The case originated from an appeal filed by the worker P. D. against the decision of the Court of Appeal of Lecce, which had denied compensation for lumbar spondylodiscopathy. The insured party, who had worked as a manual laborer, argued that the pathology was directly linked to his past work activity. However, the diagnostic and radiological investigations produced in court dated back to twenty years after the termination of the employment relationship.
The judges of legitimacy rejected the appeal, confirming that the excessive lapse of time between the end of the work activity and the diagnosis of the pathology interrupts the necessary chronological congruence. In this context, it is not possible to blindly apply the presumption of occupational origin, as the wear and tear of the spine can be attributed to degenerative dynamics linked to age or other non-work-related factors.

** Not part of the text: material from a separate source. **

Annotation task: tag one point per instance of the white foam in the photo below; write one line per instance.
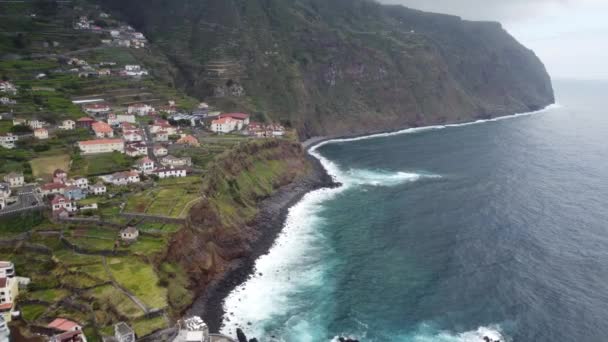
(295, 261)
(436, 127)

To fully understand the scope of this ruling, it is essential to analyze the principle of law expressed by the Supreme Court:
Regarding occupational diseases, the rule according to which the inclusion of the work process and the disease in the appropriate tables (provided that it arose within the maximum period of eligibility for compensation) determines the applicability of the presumption of the occupational etiology of the latter, with the consequent burden of proof to the contrary resting on INAIL, must be tempered in the case of a disease with a multifactorial etiology, for which the proof of the causal link must consist not of simple presumptions derived from theoretically possible technical hypotheses, but in the concrete and specific demonstration - at least on a probabilistic basis - of the suitability of the exposure to the risk to cause the morbid event.
This principle clarifies that the "legal presumption" (i.e., taking for granted that the disease derives from work if it is listed in the table) is not absolute. When a disease can have different causes (multifactorial), the worker cannot simply invoke the table, but must demonstrate, at least in terms of high scientific probability, that the exposure to the occupational risk was concretely capable of causing the damage.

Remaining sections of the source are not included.